Mais pour mobiliser les troupes, les péquistes ont aussi intérêt à nourrir les rumeurs d'élections dès l'automne - l'imminence du scrutin est un puissant aiguillon pour le financement et l'organisation. Toutefois, en dépit du niveau constant d'insatisfaction à l'endroit du gouvernement, bien des péquistes affirment, en privé, que le pouvoir est loin de leur être acquis. Personne n'a encore testé dans les sondages la volonté de changement des Québécois, mais ceux-ci aiment bien donner deux mandats aux gouvernements qu'ils élisent.
En outre, face à la descente constante du Parti québécois (PQ) dans les intentions de vote, des doutes se sont installés quant aux capacités de rassembleur d'André Boisclair. L'imposition d'une candidate dans la circonscription de Taillon n'a rien amélioré.
Par ailleurs, Jean Charest aurait tout intérêt à lancer l'appel aux urnes avant Stephen Harper. Une victoire des bleus à Ottawa pourrait en effet inciter les Québécois à voter péquiste pour faire contrepoids.
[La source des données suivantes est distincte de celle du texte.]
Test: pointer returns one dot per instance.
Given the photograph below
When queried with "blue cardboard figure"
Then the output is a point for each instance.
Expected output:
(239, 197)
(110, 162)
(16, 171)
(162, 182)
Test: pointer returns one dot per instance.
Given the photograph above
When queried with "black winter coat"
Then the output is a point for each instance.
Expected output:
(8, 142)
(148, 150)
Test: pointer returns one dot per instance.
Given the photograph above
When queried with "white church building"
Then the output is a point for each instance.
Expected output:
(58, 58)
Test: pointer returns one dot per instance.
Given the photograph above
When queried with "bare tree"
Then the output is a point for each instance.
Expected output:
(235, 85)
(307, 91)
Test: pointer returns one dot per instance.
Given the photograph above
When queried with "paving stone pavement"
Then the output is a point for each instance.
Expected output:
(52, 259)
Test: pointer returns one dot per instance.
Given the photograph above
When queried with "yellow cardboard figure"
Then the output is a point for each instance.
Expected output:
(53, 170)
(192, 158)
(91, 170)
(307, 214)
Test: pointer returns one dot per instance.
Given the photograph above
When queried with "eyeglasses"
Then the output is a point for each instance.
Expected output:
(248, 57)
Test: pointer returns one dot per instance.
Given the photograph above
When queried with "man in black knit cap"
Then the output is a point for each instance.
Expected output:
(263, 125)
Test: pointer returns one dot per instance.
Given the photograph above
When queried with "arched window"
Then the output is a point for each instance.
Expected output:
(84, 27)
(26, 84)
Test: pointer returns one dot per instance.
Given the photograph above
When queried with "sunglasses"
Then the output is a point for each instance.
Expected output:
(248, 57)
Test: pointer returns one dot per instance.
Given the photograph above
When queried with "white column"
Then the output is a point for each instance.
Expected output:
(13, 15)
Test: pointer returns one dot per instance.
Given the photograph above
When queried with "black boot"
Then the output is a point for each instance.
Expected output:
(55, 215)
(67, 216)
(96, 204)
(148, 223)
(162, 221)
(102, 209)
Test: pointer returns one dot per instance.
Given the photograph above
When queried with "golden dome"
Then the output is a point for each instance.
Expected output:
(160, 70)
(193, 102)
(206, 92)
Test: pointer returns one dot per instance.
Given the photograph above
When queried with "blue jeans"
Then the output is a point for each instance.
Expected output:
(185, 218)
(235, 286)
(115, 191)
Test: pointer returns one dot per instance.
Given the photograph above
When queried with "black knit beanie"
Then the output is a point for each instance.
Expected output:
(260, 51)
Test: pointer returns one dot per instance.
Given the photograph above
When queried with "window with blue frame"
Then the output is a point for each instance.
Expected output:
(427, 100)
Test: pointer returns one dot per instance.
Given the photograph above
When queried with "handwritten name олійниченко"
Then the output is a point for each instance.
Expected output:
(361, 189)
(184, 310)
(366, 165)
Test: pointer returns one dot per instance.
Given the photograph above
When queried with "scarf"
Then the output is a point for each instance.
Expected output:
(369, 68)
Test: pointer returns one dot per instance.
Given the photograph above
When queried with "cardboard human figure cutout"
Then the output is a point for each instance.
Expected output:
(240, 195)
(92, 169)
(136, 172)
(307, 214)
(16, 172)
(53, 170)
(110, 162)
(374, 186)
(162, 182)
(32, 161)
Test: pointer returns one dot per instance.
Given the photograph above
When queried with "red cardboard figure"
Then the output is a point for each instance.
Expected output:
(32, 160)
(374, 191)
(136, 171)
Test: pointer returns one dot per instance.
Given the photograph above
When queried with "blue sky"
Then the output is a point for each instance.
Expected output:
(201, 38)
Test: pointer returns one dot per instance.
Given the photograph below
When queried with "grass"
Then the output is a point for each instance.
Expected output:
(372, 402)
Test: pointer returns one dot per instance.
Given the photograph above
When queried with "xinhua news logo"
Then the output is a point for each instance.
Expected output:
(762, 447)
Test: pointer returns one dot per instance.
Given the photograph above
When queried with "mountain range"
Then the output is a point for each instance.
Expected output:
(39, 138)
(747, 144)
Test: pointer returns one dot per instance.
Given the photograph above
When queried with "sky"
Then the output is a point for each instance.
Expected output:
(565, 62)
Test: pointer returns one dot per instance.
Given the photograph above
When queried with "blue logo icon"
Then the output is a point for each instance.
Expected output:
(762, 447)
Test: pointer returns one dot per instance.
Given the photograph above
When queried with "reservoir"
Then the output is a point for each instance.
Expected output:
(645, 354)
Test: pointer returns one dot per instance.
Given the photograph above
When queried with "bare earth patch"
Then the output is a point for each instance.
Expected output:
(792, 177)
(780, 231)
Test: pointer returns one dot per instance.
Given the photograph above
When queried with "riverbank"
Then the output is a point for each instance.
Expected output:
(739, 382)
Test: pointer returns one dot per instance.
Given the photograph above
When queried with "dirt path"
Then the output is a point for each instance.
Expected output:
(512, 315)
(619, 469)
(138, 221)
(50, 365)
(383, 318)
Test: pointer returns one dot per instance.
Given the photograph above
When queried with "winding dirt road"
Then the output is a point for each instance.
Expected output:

Au contraire, si M. Harper perd des plumes aux prochaines élections, son allié objectif, Jean Charest, en subira sans doute les conséquences.
Pourtant, on trouve bien des apparatchiks du PLQ pour parier qu'ils ne seront pas en campagne électorale à l'automne. Un petit sondage informel auprès de plusieurs élus libéraux montre aussi que la plupart seront bien loin de leur circonscription pendant l'été - un autre signe que les élections ne sont pas sur l'écran radar.
Même s'il estime avoir désormais réalisé la plupart de ses engagements de 2003, Jean Charest sait que la population ne lui donnerait pas, actuellement, la note de passage. L'insatisfaction record est une tendance lourde incrustée depuis plus de deux ans, et même un éventuel début d'embellie au début de l'automne sera considéré avec une immense circonspection.
L'écart avec le PQ s'est certes considérablement réduit - il est maintenant de moins de 10 points de pourcentage -, mais les libéraux restent prudents. La montée rapide de Québec Solidaire pèse lourd dans cette défection des électeurs envers le PQ, apparue au cours des derniers mois.
Or, à la faveur d'une campagne, l'électorat se polarise, et les tiers partis risquent de piquer subitement du nez. Bernard Landry l'a appris à ses dépens en 2003. Il pensait pouvoir se faufiler entre les libéraux et l'ADQ, mais s'est retrouvé coincé dès que les Québécois ont tourné le dos au parti de Mario Dumont. Jean Charest sait qu'il ne peut miser sur une lutte à trois. Ainsi, il attendra.